From: --CELKO-- on
>>  You may find the difficulties with maintaining a nested sets hierarchy is not worth it. An interesting read are the following articles by Vadim Tropashko .. <<

I love Vadim's work and he has a lot of good articles in the Oracle
world. But the trade off in a Nested Intervals model is that you have
to build a library of rational number functions. It is a good bit of
overhead, cannot tell the optimizer anything, etc.

Since Nested Sets are manipulated by stored procedures copied from my
books once and the data integrity is maintained by declarative code,
none of my clients have found it to be difficult. At least one
corporate level portal control package uses it and tested it for a
100K node load in DB2. The product went from ~60 tables to 6 tables
(in fairness, it had gotten out of hand over the years).

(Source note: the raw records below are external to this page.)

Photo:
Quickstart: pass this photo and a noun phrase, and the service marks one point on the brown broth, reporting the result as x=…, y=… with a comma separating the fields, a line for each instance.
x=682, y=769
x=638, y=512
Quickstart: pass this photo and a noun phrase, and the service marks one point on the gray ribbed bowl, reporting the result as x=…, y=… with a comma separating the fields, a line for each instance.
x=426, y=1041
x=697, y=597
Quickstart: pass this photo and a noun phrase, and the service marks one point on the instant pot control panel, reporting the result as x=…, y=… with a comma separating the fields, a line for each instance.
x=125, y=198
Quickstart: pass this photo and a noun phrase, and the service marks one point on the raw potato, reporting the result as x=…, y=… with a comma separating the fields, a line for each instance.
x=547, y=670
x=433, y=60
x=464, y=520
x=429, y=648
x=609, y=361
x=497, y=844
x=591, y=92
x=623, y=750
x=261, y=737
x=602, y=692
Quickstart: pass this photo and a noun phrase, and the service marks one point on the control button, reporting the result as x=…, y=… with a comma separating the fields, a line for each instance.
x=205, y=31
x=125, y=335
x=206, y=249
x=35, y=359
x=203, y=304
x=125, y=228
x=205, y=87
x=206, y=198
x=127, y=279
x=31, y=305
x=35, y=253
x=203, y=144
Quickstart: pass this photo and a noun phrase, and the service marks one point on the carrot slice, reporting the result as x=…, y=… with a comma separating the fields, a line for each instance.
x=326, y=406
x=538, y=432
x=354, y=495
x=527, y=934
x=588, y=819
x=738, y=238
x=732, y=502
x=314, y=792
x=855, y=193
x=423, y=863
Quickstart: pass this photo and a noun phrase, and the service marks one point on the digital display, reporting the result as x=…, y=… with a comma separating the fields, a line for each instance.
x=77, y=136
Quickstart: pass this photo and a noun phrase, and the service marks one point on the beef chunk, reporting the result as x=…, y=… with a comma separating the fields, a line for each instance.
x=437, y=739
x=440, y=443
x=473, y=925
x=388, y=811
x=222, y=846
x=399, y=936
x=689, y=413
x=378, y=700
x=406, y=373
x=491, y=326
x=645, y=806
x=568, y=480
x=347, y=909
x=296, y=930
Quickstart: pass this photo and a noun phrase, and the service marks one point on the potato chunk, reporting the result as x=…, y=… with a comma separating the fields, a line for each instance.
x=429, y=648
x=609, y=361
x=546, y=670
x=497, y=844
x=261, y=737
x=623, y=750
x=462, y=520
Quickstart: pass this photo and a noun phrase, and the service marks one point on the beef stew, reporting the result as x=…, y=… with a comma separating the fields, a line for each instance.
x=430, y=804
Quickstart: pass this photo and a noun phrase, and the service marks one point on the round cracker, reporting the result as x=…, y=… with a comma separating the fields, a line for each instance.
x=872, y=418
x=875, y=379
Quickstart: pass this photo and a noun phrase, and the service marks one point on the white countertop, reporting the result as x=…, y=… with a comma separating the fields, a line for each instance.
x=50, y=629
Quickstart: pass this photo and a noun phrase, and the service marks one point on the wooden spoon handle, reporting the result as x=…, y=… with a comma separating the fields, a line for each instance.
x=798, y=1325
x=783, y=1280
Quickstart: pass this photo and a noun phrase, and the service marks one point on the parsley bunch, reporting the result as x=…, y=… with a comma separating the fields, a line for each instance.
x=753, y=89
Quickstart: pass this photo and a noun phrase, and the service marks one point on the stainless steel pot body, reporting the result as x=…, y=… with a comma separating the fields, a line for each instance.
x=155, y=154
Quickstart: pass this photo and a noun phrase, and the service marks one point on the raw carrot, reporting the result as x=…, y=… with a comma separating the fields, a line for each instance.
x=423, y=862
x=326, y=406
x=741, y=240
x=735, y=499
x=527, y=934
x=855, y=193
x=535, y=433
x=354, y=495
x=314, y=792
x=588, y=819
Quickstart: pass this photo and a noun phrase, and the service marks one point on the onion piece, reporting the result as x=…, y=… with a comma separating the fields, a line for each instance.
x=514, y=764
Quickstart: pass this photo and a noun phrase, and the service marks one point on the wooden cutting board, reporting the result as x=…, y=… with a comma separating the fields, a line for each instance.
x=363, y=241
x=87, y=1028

What I have found is that Adjacency List Models lack data integrity
constraints and wind up with cycles, separate trees and orphans in the
real world.


From: Plamen Ratchev on
I normally have to deal with hierarchies with more than 100k nodes that very frequent updates, deleted, inserts, and
structure changes. With that in hand it is almost impossible to estimate and leave sufficient gaps in a nested sets
model to accommodate for structure changes. This makes the model practically unusable when expectations are to have
adequate response time. I still like the nested sets model but use it with mostly static hierarchies.

--
Plamen Ratchev
http://www.SQLStudio.com
From: --CELKO-- on
>> I normally have to deal with hierarchies with more than 100k nodes that very frequent updates, deleted, inserts, and structure changes. <<

The tree structure is two integers (lft, rgt) plus the size of the
foreign key to reference the nodes, so a lot of rows fit onto a data
page. Declare the table with a high percentage of free space so the
structure changes have room and I have not seen any problems.